Right, this is exactly what I expect.
>
> I *want* UTF-8, because we have a lot of code that does like
>
> QString("é")
>
> And our rule is that source code is encoded UTF-8, therefore I expect this
> constructor to be passed a 2-byte string containing 0xc3, 0xa9.
I don't understand why, just because the source file is UTF-8 encoded,
that you would expect the string to be UTF-8 at run-time. I can
understand *wanting* UTF-8, just not the implication that such desire is
based on the source encoding.
> This is what
> GCC, Clang and ICC (at least on Linux and macOS) will do. I need
> interoperability of the source code with the cross-platform API.
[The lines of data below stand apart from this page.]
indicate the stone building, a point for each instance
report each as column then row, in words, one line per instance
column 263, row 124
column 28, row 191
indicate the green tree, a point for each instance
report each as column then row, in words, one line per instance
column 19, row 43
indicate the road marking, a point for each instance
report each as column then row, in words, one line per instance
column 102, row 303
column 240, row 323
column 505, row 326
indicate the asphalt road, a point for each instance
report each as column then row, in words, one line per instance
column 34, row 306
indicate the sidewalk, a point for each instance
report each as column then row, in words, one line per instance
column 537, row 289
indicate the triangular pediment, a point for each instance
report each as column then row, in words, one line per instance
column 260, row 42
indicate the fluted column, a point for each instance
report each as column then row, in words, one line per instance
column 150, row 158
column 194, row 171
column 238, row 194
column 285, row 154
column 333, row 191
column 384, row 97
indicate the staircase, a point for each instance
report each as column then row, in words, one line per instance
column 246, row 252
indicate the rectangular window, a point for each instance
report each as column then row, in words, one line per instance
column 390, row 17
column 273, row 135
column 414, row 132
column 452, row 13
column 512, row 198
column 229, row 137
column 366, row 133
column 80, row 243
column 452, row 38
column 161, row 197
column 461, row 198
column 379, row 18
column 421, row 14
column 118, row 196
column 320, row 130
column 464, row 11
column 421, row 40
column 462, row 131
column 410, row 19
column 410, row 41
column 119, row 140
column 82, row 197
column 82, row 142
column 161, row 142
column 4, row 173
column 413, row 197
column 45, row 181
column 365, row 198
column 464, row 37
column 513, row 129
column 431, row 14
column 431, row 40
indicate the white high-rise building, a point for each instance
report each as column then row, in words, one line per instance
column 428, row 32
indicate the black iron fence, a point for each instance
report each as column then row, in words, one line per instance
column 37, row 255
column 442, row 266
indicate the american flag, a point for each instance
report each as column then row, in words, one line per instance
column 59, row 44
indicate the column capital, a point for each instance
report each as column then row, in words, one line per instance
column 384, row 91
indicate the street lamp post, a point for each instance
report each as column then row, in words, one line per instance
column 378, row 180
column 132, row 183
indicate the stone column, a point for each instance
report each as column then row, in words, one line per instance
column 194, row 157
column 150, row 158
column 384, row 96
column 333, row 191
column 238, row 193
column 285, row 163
gcc has -finput-charset and -fexec-charset that match the MSVC options,
but is UTF-8 by default.  Clang only supports UTF-8.  I don't know about
ICC.

Since C++11, I would have written the above as `QString(u8"é")` rather
than requiring that the (presumed) execution encoding be set to UTF-8.

>
> And if you did:
> QFile f("é.txt");
> f.open();
>
> It would call CreateFile((wchar_t[])[0xe9, '.', 't', 'x', 't'}, ...), which is
> the expected behaviour.
>
That looks to me like the expected behavior in either the case that
QFile works on execution encoding (and /execution-charset is set or
defaulted to Windows-1252) or if QFile requires UTF-8 (and
/execution-charset:utf-8 is specified).

Tom.


SG16 list run by sg16-owner@lists.isocpp.org